Carnets de voyage: Regina - suite et fin


Je suis rentré mercredi dernier, avec armes et bagages. Parti seul, je suis revenu avec ma femme et... ma fille, un petit bout d'ange qui nous a été confié par Dieu et le Grand Balancier de la Vie il y a 17 jours. J'avais le sentiment de les retenir en otage avec mes cours et mes examens, alors dès que j'ai achevé le dernier, nous avons pris la route.
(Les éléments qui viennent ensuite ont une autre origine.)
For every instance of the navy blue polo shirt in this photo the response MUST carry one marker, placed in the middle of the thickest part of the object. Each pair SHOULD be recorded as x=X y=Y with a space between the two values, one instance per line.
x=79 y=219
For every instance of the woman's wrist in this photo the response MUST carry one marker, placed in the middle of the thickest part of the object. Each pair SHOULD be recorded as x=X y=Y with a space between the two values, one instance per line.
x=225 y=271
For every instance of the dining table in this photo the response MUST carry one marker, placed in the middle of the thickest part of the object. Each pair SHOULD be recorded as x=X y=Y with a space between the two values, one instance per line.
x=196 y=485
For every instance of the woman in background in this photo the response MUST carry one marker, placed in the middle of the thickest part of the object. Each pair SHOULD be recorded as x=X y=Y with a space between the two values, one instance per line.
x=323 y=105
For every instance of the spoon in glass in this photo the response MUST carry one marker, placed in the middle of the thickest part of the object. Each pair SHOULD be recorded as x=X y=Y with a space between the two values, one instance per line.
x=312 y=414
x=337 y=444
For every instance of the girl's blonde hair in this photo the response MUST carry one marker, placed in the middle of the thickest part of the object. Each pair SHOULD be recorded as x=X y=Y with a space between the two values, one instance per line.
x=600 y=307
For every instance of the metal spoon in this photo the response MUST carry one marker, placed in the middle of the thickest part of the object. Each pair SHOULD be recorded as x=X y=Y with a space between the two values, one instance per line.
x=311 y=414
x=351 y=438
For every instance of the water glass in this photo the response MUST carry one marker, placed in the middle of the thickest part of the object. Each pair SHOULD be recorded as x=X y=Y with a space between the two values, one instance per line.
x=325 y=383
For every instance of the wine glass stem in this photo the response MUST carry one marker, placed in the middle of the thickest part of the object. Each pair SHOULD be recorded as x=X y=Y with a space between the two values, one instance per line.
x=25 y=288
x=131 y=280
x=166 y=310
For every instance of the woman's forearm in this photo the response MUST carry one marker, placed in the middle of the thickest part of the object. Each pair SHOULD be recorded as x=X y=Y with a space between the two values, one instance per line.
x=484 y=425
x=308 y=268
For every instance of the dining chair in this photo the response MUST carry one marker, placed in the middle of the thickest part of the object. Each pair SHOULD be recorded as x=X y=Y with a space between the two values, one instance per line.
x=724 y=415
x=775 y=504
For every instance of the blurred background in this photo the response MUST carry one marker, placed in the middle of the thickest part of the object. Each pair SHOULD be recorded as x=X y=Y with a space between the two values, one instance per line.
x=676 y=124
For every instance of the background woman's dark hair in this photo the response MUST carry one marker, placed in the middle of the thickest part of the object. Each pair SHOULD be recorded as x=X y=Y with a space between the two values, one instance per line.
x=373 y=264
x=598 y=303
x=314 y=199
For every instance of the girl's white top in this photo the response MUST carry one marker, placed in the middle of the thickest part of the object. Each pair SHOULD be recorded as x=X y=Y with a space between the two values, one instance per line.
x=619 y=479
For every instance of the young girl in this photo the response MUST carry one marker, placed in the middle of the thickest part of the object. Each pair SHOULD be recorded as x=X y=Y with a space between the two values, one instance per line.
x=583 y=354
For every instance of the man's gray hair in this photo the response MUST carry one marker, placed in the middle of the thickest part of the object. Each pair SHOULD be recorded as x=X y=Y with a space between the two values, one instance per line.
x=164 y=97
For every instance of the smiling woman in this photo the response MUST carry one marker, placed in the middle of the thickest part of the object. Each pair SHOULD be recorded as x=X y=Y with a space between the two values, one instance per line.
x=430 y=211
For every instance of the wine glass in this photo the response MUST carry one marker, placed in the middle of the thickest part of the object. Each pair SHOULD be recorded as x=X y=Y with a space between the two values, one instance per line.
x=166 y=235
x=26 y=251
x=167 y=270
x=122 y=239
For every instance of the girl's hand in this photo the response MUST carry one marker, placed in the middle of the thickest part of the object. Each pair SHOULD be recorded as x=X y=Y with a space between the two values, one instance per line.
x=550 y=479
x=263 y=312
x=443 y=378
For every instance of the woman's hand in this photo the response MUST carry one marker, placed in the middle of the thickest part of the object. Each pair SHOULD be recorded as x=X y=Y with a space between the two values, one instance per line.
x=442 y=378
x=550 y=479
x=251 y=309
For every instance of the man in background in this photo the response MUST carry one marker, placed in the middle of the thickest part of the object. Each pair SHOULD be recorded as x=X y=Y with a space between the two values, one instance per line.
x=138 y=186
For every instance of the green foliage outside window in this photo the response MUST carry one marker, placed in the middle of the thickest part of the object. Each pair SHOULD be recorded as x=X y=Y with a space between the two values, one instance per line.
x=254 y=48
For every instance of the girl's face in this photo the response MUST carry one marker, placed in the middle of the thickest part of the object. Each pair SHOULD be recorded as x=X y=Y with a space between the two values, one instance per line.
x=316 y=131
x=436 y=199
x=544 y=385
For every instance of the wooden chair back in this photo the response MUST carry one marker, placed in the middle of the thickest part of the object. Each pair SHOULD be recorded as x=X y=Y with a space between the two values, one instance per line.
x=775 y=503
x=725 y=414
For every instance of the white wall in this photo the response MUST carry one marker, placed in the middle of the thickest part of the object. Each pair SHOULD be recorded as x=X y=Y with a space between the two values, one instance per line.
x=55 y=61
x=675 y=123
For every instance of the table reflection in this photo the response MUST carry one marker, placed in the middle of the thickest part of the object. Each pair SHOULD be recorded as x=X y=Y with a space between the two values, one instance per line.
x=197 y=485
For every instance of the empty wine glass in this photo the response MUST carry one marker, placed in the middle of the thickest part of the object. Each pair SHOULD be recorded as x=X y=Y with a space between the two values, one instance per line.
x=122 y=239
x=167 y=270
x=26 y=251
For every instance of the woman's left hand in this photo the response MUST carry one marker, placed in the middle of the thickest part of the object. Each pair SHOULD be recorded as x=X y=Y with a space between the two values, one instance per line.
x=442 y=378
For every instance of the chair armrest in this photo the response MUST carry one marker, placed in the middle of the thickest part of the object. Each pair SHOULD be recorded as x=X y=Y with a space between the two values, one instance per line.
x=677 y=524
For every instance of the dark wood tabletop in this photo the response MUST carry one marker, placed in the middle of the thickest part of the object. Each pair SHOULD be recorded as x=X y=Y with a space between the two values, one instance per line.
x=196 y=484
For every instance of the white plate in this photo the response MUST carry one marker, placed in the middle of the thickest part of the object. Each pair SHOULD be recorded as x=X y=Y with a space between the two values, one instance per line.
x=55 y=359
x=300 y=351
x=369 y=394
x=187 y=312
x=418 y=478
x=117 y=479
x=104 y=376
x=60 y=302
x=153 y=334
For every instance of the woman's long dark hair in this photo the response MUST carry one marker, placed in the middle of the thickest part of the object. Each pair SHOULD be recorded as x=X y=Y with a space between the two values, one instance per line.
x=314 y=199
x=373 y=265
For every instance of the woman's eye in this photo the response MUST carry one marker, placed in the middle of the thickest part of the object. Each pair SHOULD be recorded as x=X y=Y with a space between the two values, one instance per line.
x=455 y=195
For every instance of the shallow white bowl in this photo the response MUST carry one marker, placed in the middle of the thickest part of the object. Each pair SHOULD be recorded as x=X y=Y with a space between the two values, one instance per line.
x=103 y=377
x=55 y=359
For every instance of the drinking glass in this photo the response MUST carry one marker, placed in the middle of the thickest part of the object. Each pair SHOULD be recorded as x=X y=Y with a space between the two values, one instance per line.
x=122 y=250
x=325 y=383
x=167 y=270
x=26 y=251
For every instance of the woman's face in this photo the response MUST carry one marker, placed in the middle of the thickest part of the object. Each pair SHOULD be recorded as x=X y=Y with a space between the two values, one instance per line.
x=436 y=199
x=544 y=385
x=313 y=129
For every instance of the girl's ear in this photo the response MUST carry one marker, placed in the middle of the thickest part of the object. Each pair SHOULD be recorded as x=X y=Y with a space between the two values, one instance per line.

Le trajet n'a duré que huit heures, y compris les arrêts pipi pour adultes et les pauses-allaitement du bébé.

Regina s'est terminé à la course. Deux êtres sont apparus dans ma vie et tout a basculé. Dès que ma femme m'a rejoint, je ne suis plus allé faire les courses à l'épicerie du coin. Dès que ma fille est née, je n'ai plus fait de longue marche vers le bureau. J'ai plutôt appris qu'autant on a besoin des autres dans sa vie, autant il faut savoir sacrifier une partie de son indépendance pour les y accueillir décemment. J'ai sacrifié quelques unes de mes heures de solitude et d'introspection à l'autel de l'amour des femmes de ma vie.

Regina s'est fini à la course. Je n'ai pas pu faire mes adieux à certains amis ou retourner à certains endroits. Je me suis pourtant attaché à cette petite ville, aux restaurants que je fréquentais, à l'Université de Regina et au centre-ville. J'ai appris à aimer Regina et j'ai dû me faire violence pour la quitter. Mais cet attachement est-il authentique et sincère ou serait-ce simplement parce que je sais que de toutes façons je dois rentrer et que quelque part m'attend un confortable chez moi?

Enfin comment dire que Regina, c'est fini? Ces histoires finissent-elles jamais vraiment? Je vais m'allonger, écrire, lire, jouer, danser et vivre et très vite, je vais me remettre à rêver à la prochaine destination, à la prochaine escapade. Je vais la monter de toutes pièces, la fignoler, la ficeler, la saucisonner et m'arranger pour que le rêve puisse se réaliser; je vais y songer longtemps, me préparer lentement et le réaliser délicatement. Qu'il s'agisse du festival de Jazz de Montréal, des danses d'Abomey, des baleines d'Oka ou de Churchill, du lac Manitoba, D'Ayer Rock ou des fermes de Swan River, je repartirai vers des coins reculés du Canada ou d'ailleurs. Car le voyage, c'est devenu un virus, un vice, une tare, une bénédiction, une grâce, un don. Une opération que j'execute avec de mieux en mieux de précision, comme des millions de personnes de ma génération, de mes pays, de mon monde, des millions d'Indigènes du monde.